I will say before I give you the transcript that my original intention was to give you the full interviews uncut, but there is so much dialogue that it had to be cut down a bit. I do promise you that the things you don’t get to read either don’t make sense in context (us ordering from our waitress, or one of us making a face at each other), or was cut because it just didn’t make sense period, and I couldn’t figure out how to write it. Other than that, what you are getting is the purest form of interview – just talking.

VICTIM #1:
Lelan Estes who brought with him a friend of his, and the artist on CLOCKMAKER #2, Jason Baroody.

—INTRODUCTIONS!—
James Hatton: Why don’t we start by you stating your names.

Lelan Estes: Lelan James Estes

James: It’s a good middle name.

Lelan: Thanks.

James: And your name?

Jason Baroody: Jason Baroody

James: Do YOU have a middle name?

Jason: Yes, but let’s keep it off the record.

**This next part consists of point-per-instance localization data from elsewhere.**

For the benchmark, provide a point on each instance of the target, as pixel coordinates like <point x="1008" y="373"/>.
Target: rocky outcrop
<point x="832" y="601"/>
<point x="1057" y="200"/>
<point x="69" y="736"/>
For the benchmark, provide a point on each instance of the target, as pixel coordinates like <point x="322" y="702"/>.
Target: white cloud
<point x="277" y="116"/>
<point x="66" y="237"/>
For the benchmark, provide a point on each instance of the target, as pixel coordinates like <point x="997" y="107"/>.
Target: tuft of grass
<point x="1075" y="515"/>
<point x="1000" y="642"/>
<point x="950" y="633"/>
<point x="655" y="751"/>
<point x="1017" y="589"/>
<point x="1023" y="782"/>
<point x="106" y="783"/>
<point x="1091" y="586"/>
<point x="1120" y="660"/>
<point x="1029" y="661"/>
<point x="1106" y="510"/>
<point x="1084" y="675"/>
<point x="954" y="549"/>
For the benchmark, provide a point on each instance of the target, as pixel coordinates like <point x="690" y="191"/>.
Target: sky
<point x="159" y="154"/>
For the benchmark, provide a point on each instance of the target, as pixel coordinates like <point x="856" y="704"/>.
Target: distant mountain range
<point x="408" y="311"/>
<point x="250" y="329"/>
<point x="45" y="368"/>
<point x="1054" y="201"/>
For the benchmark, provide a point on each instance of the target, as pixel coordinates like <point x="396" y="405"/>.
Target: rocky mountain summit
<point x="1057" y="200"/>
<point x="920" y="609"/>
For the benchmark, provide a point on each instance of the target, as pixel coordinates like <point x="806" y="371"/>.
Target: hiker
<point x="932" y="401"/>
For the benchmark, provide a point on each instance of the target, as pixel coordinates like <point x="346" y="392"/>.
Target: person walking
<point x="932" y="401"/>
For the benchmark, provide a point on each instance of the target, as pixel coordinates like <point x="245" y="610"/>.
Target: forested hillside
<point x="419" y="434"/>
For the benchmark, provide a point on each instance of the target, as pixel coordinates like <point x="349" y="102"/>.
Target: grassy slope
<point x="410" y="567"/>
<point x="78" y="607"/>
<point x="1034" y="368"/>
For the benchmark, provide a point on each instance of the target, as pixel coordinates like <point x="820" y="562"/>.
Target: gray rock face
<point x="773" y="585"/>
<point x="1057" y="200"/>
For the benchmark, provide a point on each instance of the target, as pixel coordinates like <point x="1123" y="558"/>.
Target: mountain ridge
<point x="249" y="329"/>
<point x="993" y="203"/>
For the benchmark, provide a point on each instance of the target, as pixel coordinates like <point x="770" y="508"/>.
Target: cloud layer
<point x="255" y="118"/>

Lelan: His middle name is Aaron.

Jason: After Elvis.

James: Alright, Lee, why don’t you tell us what you do.

Lelan: I’m a writer. I’m getting my first project together now. I’ve worked in various different aspects of the comic industry. Small press, assistant work.

James: Assistant, why to Who?

Lelan: For a hairy monkey named Jim Kreuger, and I find myself in that up and coming category. Emphasis on the word up.

Jason: Emphasis on the word coming.

James: Ok, I’m out of questions. We’re done.

Lelan: Good, let’s get drunk.

James: So what are you working on.

Lelan: I’m working on a collection of short stories, all written by me, by different artists called Anthologica. I’m also working on a series of four mini-series with different artists.

James: Is there a theme to the anthology, like Flight?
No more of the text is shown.